Israël-Iran : la ruse de Trump
Le président américain affecte de rester en marge de l’attaque israélienne contre l’Iran. Mais en fait, il a sans doute joué un rôle actif dans la préparation de l’opération, en endormant la vigilance des Iraniens. Ce qui le handicapera dans les futures négociations.
Hésitation, ou opération d’intoxication ? Depuis l’annonce surprise de négociations directes sur le nucléaire iranien lors de visite de Netanyahu à Washington en avril dernier, Donald Trump n’a cessé de manifester une certaine souplesse envers Téhéran, en laissant entendre que les États-Unis ne laisseraient pas Israël attaquer tant que ces discussions se poursuivraient.
Certes, il n’a cessé de dire dans le même temps qu’il n’excluait pas une attaque mais cette vague menace était perçue comme du bluff et un moyen de mettre la pression sur l’Iran. Trump, pensait-on, appliquait à la diplomatie nucléaire sa méthode du choc maximal utilisée avec les droits de douane : annoncer des droits très élevés pour négocier ensuite.
Il est encore trop tôt pour savoir quand et sous quelle forme les États-Unis ont su que cette opération aurait lieu, et la nature du feu vert qu’ils ont donné. Mais la rencontre prévue à Oman le dimanche 15 juin entre négociateurs américains et iraniens, les fuites savamment organisées sur des conversations entre le chef d’état-major israélien et l’envoyé spécial de Trump Steve Witkoff prévoyant des dégâts majeurs en cas d’attaque israélienne, ont donné l’impression aux Iraniens qu’aucune offensive n’était à l’ordre du jour. Ce qui a assuré aux Israéliens un effet de surprise maximal le jour du bombardement.
Dès lors, l’opération est autant une victoire politique pour Trump qu’un risque diplomatique pour les États-Unis. Le président se pose un allié fiable d’Israël, capable de tenir sa promesse de dureté. Il avait donné aux deux parties 60 jours pour finaliser un accord : l’attaque a eu lieu 61 jours après cette annonce. Il apparaît comme un leader fort et décidé et gomme son image de velléitaire reculant au dernier moment, tout en n’engageant pas les forces armées américaines, respectant ainsi le mantra d’America First.
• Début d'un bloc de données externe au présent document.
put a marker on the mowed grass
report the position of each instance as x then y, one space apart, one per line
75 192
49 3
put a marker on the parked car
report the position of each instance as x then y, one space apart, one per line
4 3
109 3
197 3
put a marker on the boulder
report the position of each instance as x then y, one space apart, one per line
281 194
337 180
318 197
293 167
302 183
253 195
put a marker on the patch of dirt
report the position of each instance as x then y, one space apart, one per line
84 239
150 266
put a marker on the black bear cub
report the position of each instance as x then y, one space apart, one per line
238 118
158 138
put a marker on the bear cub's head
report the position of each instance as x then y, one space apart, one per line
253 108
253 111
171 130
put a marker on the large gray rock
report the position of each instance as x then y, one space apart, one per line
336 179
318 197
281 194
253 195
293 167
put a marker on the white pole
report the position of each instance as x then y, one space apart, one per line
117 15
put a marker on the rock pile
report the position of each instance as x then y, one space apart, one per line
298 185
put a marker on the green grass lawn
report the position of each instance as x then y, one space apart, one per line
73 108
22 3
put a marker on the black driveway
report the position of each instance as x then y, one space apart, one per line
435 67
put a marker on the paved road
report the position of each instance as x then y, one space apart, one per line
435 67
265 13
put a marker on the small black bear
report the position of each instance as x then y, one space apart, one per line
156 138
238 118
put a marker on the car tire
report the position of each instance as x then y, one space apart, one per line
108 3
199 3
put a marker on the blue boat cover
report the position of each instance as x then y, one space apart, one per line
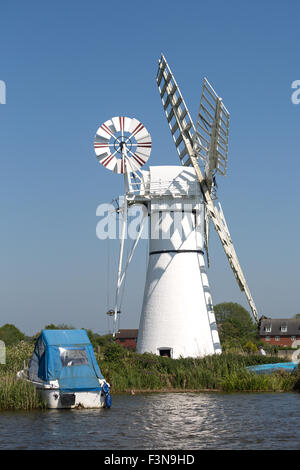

Mais dans le même temps, la duplicité de sa démarche affaiblit la crédibilité diplomatique des États-Unis. La parole de « Trump homme de paix » est reniée et l’annonce par Netanyahu que cette opération a été décidée dès le mois de novembre ajoute un nouveau doute sur la bonne foi des États-Unis dans ce dossier. Du coup, il est très peu probable que la demande de Trump enjoignant l’Iran de reprendre les négociations soit entendue.
A ce stade des conjectures, Trump sort vainqueur de cette première phase de cette opération, mais pour restaurer sa crédibilité d’homme recherchant la paix, dans la région et au-delà, il devra redoubler d’efforts pour donner des gages à ses nouveaux alliés du Golfe, au premier rang desquels l’Arabie Saoudite, pour ouvrir une nouvelle phase diplomatique. Il n’est donc pas impossible que cette attaque contre l’Iran l’oblige à augmenter la pression sur Israël pour achever la guerre de Gaza, et ouvrir une nouvelle page dans la région.
Cette perspective est d’autant plus vraisemblable qu’une opération couronnée de succès pourrait donner à Netanyahu l’occasion de finir cette guerre de Gaza par le haut en décidant que le cycle ouvert par le 7 octobre est désormais refermé, puisque le principal soutien du Hamas, l’Iran, est à son tour hors d’état de nuire. Netanyahu pourrait même se permettre de voir sereinement son extrême-droite quitter la coalition en cas de fin de la guerre de Gaza, provoquant de nouvelles élections, qu’il pourrait gagner en raison d’une popularité retrouvée.